I am sure you have heard the expression, “To die for”. Someone trying a new flavor of ice cream or a new dish at their favorite restaurant might exclaim, “Now that’s to die for”. This expression has become synonymous with the phrase, “Wow, that’s awesome”. People use the expression “to die for” for very meaningless things. Christianity, however, is something that truly is awesome, and worth dying for. Are you prepared to die to be Christian? You should be! Please read more.
I realize that not every Christian denomination follows the liturgical calendar and the readings for each day, but many do. For those of you who follow the daily readings, you might find it odd that the day after Christmas is the Feast of St. Stephen, who was the first Christian martyr. The Church, in its wisdom, uses this day to draw our attention to the difficulty of being a follower of Christ.
The first reading for December 26th comes from the Book of Acts. Stephen gives an eloquent discourse regarding the history of the Jewish people. He reminds the people of Moses’ prophecy to their ancestors in Acts 7:37 when he says, “It was this Moses who said to the Israelites, “God will raise up for you, from among your own kinsfolk, a prophet like me.” In Acts 7:38, we hear Stephen reminding the crowd how those ancient Jews responded to Moses when he says, “Our ancestors were unwilling to obey him; instead, they pushed him aside and in their hearts turned back to Egypt.”
Stephen then goes on to chastise the people with these words in Acts 7:51-52, “You stiff-necked people, uncircumcised in heart and ears, you always oppose the holy Spirit; you are just like your ancestors. Which of the prophets did your ancestors not persecute? They put to death those who foretold the coming of the righteous one, whose betrayers and murderers you have now become.”

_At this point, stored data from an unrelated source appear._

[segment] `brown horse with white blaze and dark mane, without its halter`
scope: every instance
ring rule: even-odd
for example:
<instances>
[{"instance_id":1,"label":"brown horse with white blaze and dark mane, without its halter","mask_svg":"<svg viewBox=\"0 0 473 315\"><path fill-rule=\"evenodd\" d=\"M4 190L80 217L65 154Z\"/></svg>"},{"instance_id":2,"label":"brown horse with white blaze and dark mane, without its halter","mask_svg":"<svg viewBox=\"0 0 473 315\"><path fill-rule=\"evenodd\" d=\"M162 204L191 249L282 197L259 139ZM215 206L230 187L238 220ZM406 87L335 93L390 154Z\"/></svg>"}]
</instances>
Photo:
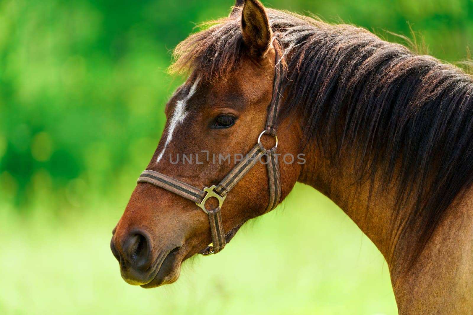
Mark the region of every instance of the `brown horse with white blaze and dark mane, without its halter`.
<instances>
[{"instance_id":1,"label":"brown horse with white blaze and dark mane, without its halter","mask_svg":"<svg viewBox=\"0 0 473 315\"><path fill-rule=\"evenodd\" d=\"M199 189L218 185L236 161L212 157L254 146L274 83L278 153L305 162L279 162L278 199L299 181L338 204L384 255L400 313L471 314L472 78L364 29L257 0L236 1L212 24L175 51L172 69L190 76L166 105L147 170ZM254 164L217 227L234 233L266 211L268 174ZM216 242L209 216L174 188L140 182L114 229L112 251L130 284L172 283L185 259ZM218 209L211 199L206 207Z\"/></svg>"}]
</instances>

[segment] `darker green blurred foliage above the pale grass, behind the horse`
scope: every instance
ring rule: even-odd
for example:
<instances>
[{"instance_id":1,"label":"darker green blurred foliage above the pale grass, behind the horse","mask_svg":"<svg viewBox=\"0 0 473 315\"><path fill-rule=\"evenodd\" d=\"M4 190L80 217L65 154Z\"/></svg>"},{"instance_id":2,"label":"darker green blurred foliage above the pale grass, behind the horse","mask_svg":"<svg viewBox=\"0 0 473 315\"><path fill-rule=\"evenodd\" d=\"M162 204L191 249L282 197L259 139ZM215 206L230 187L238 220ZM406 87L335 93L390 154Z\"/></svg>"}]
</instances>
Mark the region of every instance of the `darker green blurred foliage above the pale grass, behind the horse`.
<instances>
[{"instance_id":1,"label":"darker green blurred foliage above the pale grass, behind the horse","mask_svg":"<svg viewBox=\"0 0 473 315\"><path fill-rule=\"evenodd\" d=\"M156 148L177 81L170 50L233 0L0 1L0 200L19 211L126 202ZM470 0L272 0L385 30L421 32L443 60L466 57ZM117 199L117 196L118 199Z\"/></svg>"}]
</instances>

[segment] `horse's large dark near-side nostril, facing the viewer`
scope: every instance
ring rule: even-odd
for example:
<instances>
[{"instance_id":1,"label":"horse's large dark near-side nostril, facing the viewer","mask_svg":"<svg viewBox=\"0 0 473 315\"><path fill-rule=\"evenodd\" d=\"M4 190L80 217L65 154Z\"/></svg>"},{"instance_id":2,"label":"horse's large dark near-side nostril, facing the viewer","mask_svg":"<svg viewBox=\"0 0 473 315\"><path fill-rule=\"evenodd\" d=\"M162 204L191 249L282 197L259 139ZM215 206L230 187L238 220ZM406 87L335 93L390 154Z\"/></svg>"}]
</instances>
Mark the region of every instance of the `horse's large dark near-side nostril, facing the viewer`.
<instances>
[{"instance_id":1,"label":"horse's large dark near-side nostril, facing the viewer","mask_svg":"<svg viewBox=\"0 0 473 315\"><path fill-rule=\"evenodd\" d=\"M151 263L151 242L148 233L142 230L133 231L125 241L123 253L134 267L147 269Z\"/></svg>"}]
</instances>

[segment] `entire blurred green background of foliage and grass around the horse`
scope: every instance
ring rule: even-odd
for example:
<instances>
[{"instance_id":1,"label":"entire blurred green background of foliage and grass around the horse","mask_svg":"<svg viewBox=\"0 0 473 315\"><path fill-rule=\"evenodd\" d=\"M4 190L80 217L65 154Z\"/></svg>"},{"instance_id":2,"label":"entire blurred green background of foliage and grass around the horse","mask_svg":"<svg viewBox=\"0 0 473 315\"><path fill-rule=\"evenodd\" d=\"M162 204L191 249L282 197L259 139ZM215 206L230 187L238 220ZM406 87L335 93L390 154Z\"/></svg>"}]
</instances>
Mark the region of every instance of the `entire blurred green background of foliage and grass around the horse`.
<instances>
[{"instance_id":1,"label":"entire blurred green background of foliage and grass around the horse","mask_svg":"<svg viewBox=\"0 0 473 315\"><path fill-rule=\"evenodd\" d=\"M126 284L109 249L183 78L170 51L232 0L0 0L0 314L395 314L376 247L297 185L180 280ZM425 38L468 57L471 0L267 0L267 7ZM409 22L409 24L407 23ZM412 36L411 36L412 38ZM293 244L295 239L307 244Z\"/></svg>"}]
</instances>

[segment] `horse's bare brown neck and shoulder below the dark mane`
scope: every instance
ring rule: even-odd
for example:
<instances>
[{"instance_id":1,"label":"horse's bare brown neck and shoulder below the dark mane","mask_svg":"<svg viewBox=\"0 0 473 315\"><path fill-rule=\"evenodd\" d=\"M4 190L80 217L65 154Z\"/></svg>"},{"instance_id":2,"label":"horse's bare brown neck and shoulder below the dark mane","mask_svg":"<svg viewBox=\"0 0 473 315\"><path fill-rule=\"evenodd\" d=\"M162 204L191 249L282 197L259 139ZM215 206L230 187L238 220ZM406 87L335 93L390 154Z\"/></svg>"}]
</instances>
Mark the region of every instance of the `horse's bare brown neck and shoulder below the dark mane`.
<instances>
[{"instance_id":1,"label":"horse's bare brown neck and shoulder below the dark mane","mask_svg":"<svg viewBox=\"0 0 473 315\"><path fill-rule=\"evenodd\" d=\"M333 162L333 158L327 157L316 144L308 147L304 153L307 162L301 170L298 181L314 187L329 197L384 255L400 313L409 314L413 309L413 303L419 300L430 304L428 308L425 308L426 304L418 305L419 311L426 309L438 311L445 305L456 302L464 303L462 305L465 307L473 307L473 299L465 299L461 294L464 292L464 287L473 289L471 277L473 260L465 261L464 255L462 256L468 248L471 252L473 244L472 187L467 189L464 195L458 196L447 209L445 217L415 265L406 270L408 261L406 253L412 253L414 250L416 237L412 233L407 234L409 236L407 238L402 237L404 234L401 232L407 226L407 218L412 211L413 203L395 211L395 187L380 192L376 189L377 179L374 183L370 180L359 181L353 171L355 157L342 154L339 161ZM374 190L370 193L371 185ZM458 269L464 272L460 274L457 272ZM431 281L432 279L435 281ZM457 292L458 298L463 298L463 301L457 301L447 294L448 303L444 301L442 304L441 300L438 300L439 295L434 294L442 286L448 286L452 292Z\"/></svg>"}]
</instances>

Then, Stephen hits the people of his time and for that matter, he hits us right between the eyes when he states this in Acts 7:53 “You received the law as transmitted by angels, but you did not observe it.” How did the people respond to his harsh words? Acts 7:58 tells us, “They threw him out of the city, and began to stone him.”
Stephen was the first in a long line of saints who were martyred for their faith in Jesus Christ. Most of us, however, will not be asked to die a physical death for our faith. But we must never forget that Christianity does require us all to die for our faith.
What exactly do I mean by this? 1 Peter 2:21 tells us this, “For to this you have been called, because Christ also suffered for you, leaving you an example that you should follow in his footsteps.” Christianity involves suffering. Don’t ever allow anyone to tell you otherwise. It’s tough to be a Christian. As Christians, we are called to turn away from our old ways of life. We are called to change.
Galatians 5:24 raises the bar even higher. It says, “Now those who belong to Christ Jesus have crucified their flesh with its passions and desires.” God gave each one of us the free will to either choose our natural urges for pride, power, wealth, fame, and hedonistic sexual pleasure or reject these fleshly desires and choose instead to live for Christ. The choice is ours to make, and it is not easy.
As we anticipate the upcoming year, we should take time to contemplate the reality that we are fallen individuals. God wants us to leave our darkness behind and live in the light. The modern secular life is easy. We are told to choose whatever makes us happy. Christianity is demanding. After all, who wants to take stock of their imperfections and work to eliminate them, especially if we find them enjoyable?
When addressing the difficulties and challenges of being a Christian, C.S. Lewis who had once been an atheist said, “I didn’t go to religion to make me happy. I always knew a bottle of Port would do that. If you want a religion to make you feel really comfortable, I certainly don’t recommend Christianity.” G. K. Chesterton said it this way, “The Christian ideal has not been tried and found wanting; it has been found difficult and left untried.”
As the challenging year of 2020 draws to a close and we reflect on our New Year’s resolutions, let’s give a little extra thought to those areas of our life that still need to be purged. Although the Christian life is difficult, Jesus is there to help us through. Paul tells us in Galatians 2:20, “yet I live, no longer I, but Christ lives in me; insofar as I now live in the flesh, I live by faith in the Son of God who has loved me and given himself up for me.”
Eternal life awaits us if we are willing to die to our fleshly desires. 2 Timothy 2:11 offers us this assurance, “This saying is trustworthy: If we have died with him, we shall also live with him.” Now that truly is to die for!
Heavenly Father please give me the strength in this new year about to begin to die to those things that you find offensive in me. Help me to be born anew into the life, death and resurrection of your Son and my Lord, Jesus Christ. Amen.
I wish you all a Happy and Christ-filled New Year!